Keith is at his computer. The hearing is over. GameStop is at $40. His portfolio, once worth $48 million, is now worth approximately $9 million. He opens Reddit. Types his update post. Screenshots his brokerage account. Then he does something that will echo through financial history.

February 19, 2021. Keith Gill doubles his position. He buys 50,000 additional shares of GameStop at $38.70.

The Reddit post goes live. The internet loses its collective mind. He has not sold a single share. He has doubled down. The post receives 250,000 upvotes.

REDDIT MODERATOR

(staring at his phone)

He doubled down. The mad lad actually doubled down. After testifying before Congress. After the entire financial establishment tried to destroy him. He doubled down.

CUT TO:

INT. MELVIN CAPITAL — 2022 — DAY

The office is quiet. Half the desks are empty. Gabe Plotkin stands at the window, looking out at the Manhattan skyline. A JUNIOR ANALYST approaches.

JUNIOR ANALYST

Gabe, the redemption requests... we can't meet them. We're down forty percent for the year on top of the GameStop losses. Investors want out.

PLOTKIN

(barely audible)

Wind it down.

JUNIOR ANALYST

Sorry?

PLOTKIN

(turning from the window)

Wind it down. Close the fund. Melvin Capital is finished.

Melvin Capital closed in May 2022, having lost $12 billion. It was the highest-profile hedge fund collapse since Long-Term Capital Management in 1998.

CUT TO:

EXT. BROCKTON, MASSACHUSETTS — SUBURBAN STREET — DAY

Keith Gill walks down the street. No headband. No camera. Just a guy in a neighborhood, pushing a stroller. His phone buzzes. He glances at it — GameStop stock alert — and puts it back in his pocket. Caroline walks beside him.

CAROLINE

You know you could buy literally any house in this town.

KEITH

(smiling)

I like this house.

CAROLINE

You like everything.

KEITH

I like the house. I like the street. I like the stock.

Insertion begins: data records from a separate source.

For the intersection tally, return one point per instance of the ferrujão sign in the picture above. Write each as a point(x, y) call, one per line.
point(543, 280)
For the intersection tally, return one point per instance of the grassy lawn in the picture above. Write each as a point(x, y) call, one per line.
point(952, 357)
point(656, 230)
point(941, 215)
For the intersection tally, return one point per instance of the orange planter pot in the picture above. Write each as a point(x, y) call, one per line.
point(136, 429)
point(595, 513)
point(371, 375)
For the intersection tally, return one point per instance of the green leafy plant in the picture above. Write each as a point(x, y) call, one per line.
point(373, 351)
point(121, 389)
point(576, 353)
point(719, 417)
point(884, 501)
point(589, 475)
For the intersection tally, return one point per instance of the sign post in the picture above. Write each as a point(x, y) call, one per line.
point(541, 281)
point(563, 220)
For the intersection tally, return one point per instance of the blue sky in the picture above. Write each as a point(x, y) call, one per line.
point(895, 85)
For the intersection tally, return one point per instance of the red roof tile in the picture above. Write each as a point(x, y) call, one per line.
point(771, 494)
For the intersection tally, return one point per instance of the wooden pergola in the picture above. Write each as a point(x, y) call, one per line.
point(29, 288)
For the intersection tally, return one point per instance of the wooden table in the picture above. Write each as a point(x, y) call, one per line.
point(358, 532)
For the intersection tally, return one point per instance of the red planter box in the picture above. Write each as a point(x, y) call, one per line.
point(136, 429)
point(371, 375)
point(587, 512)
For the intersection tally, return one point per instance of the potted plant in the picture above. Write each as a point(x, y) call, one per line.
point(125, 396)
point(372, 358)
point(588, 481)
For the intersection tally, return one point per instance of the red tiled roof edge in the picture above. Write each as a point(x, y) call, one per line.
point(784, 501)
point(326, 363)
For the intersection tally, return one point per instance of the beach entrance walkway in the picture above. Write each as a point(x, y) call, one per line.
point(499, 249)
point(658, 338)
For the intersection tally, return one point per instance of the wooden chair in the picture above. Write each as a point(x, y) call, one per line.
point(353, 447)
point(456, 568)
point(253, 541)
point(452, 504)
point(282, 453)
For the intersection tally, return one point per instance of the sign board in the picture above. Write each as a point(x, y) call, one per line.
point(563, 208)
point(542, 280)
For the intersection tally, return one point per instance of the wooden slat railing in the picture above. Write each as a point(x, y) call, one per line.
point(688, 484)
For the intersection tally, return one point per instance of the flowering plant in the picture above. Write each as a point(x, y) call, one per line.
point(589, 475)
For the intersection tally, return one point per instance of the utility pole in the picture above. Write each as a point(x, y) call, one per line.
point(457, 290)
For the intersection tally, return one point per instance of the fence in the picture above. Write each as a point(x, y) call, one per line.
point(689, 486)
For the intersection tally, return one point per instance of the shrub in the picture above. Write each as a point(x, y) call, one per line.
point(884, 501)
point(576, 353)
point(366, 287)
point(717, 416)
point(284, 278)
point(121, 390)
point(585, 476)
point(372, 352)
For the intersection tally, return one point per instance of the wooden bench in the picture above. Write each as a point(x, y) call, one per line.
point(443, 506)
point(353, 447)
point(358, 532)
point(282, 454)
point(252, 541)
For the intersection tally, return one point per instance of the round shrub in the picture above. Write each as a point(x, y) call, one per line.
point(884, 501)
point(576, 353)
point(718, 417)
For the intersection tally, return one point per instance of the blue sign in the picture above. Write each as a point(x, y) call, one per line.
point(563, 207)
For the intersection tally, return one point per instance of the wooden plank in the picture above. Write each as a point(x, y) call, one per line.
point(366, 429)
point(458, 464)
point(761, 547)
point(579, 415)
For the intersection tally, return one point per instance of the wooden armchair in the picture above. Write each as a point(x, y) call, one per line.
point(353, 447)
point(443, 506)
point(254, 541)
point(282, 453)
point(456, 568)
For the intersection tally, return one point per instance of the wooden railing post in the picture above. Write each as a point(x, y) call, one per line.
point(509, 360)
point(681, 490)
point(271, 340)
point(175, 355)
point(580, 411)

She laughs. They keep walking. Behind them, the sun sets over Brockton, Massachusetts, where a financial analyst in a red headband changed the game forever.

CUT TO:

INT. KEITH'S BASEMENT — 2024 — NIGHT

The basement is unchanged. Same action figures. Same cat poster. Same two monitors. Keith sits in his chair. He hasn't posted on Reddit or YouTube in three years. Silence. Then he opens his laptop. Opens Twitter. Posts a single image: a simple sketch of a man sitting forward in a chair, leaning in. No text. No explanation.

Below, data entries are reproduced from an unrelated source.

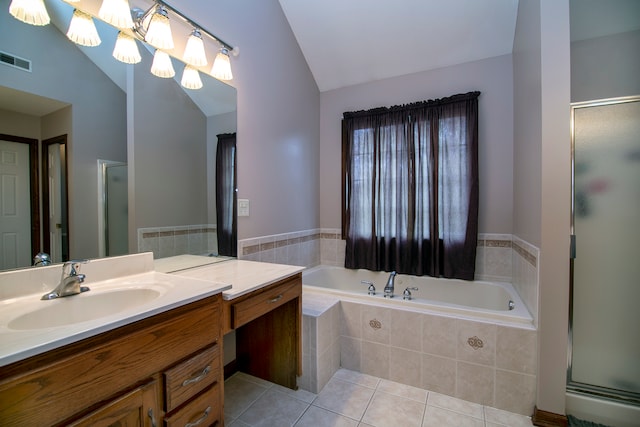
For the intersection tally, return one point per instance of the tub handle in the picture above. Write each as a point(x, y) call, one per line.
point(407, 292)
point(371, 289)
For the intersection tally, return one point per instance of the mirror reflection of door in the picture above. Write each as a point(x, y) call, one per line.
point(54, 198)
point(19, 219)
point(114, 208)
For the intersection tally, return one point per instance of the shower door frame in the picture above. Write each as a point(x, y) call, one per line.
point(577, 387)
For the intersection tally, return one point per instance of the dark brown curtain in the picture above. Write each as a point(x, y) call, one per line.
point(226, 184)
point(410, 197)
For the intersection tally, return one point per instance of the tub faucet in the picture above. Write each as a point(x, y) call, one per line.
point(69, 282)
point(388, 289)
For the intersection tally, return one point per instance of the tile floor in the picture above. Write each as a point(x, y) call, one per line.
point(353, 399)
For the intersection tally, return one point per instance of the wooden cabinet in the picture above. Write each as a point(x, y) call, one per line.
point(163, 368)
point(268, 326)
point(135, 408)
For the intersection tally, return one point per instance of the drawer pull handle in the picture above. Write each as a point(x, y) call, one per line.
point(198, 378)
point(152, 418)
point(276, 299)
point(201, 419)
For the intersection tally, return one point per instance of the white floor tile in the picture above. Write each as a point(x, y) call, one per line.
point(403, 390)
point(438, 417)
point(497, 416)
point(319, 417)
point(456, 405)
point(345, 398)
point(388, 410)
point(356, 378)
point(274, 409)
point(353, 399)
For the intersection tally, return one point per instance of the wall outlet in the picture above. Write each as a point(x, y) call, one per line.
point(243, 207)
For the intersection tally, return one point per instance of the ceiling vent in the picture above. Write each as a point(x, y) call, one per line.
point(15, 61)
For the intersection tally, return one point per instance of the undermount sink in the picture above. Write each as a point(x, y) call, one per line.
point(83, 307)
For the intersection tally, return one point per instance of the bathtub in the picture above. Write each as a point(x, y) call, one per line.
point(496, 302)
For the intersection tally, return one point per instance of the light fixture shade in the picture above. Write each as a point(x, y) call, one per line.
point(126, 49)
point(191, 78)
point(116, 13)
point(159, 30)
point(162, 65)
point(82, 30)
point(29, 11)
point(194, 50)
point(222, 65)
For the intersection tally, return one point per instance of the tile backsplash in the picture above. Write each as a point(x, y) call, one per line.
point(186, 239)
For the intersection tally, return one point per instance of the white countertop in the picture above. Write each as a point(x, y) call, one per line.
point(17, 344)
point(244, 276)
point(20, 293)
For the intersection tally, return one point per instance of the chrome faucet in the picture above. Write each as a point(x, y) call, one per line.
point(388, 289)
point(69, 282)
point(41, 259)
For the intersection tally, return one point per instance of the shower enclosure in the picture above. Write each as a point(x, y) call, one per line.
point(605, 287)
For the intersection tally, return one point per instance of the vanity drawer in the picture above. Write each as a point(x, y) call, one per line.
point(255, 306)
point(202, 411)
point(188, 378)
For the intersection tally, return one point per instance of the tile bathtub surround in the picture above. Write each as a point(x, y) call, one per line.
point(486, 363)
point(320, 341)
point(170, 241)
point(352, 399)
point(526, 273)
point(296, 248)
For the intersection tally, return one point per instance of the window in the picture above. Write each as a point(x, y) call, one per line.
point(410, 187)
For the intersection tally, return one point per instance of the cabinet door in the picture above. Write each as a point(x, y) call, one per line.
point(136, 408)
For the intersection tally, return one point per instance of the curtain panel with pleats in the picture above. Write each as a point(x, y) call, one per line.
point(226, 184)
point(410, 187)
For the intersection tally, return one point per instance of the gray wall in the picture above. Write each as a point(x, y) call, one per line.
point(605, 67)
point(61, 71)
point(167, 154)
point(493, 77)
point(278, 114)
point(542, 177)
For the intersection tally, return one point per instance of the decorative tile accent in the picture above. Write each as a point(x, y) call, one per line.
point(164, 242)
point(475, 342)
point(375, 324)
point(296, 248)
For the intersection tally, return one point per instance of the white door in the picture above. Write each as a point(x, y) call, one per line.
point(15, 205)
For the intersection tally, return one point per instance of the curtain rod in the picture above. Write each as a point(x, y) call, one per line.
point(194, 23)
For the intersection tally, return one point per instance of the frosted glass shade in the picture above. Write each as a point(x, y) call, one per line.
point(126, 49)
point(194, 50)
point(82, 30)
point(222, 66)
point(191, 78)
point(162, 65)
point(29, 11)
point(159, 31)
point(116, 13)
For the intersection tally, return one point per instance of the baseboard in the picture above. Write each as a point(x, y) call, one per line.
point(548, 419)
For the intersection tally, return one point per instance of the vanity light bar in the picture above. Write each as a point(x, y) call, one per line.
point(15, 61)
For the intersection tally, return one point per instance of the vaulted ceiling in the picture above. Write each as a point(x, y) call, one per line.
point(347, 42)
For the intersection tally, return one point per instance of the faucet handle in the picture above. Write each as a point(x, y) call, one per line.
point(407, 292)
point(371, 289)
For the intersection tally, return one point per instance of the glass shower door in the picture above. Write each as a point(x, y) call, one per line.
point(605, 312)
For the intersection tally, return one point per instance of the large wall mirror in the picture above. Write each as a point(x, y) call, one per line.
point(125, 161)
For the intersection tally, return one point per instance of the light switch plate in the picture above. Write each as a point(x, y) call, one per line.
point(243, 207)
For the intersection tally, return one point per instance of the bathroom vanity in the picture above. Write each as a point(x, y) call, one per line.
point(157, 361)
point(264, 308)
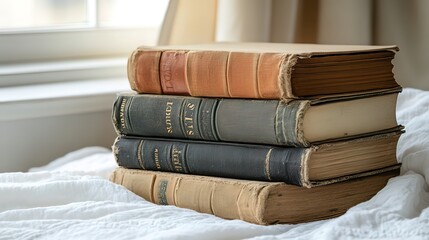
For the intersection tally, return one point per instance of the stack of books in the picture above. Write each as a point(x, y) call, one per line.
point(262, 132)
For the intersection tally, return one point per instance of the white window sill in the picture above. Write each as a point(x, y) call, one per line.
point(43, 100)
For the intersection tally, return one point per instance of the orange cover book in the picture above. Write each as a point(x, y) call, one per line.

On June 2, 2024, Roaring Kitty returned to social media after three years of silence. GameStop stock surged 74% in a single day. His position was revealed to be worth over $300 million.

Keith leans back in his chair. Puts on the red headband. Looks into the camera that isn't on.

KEITH

(to no one, to everyone)

I just like the stock.

FADE OUT.

Keith Gill's $53,000 investment in GameStop became worth over $300 million. He never sold. He never started a fund. He never monetized his fame. Melvin Capital closed. Robinhood paid a $70 million fine. The SEC found no evidence of market manipulation by Gill or the Reddit community. The GameStop saga remains the most consequential retail investor movement in financial history — a reminder that when enough ordinary people believe in the same thesis, they can move mountains. Or, at minimum, bankrupt a hedge fund.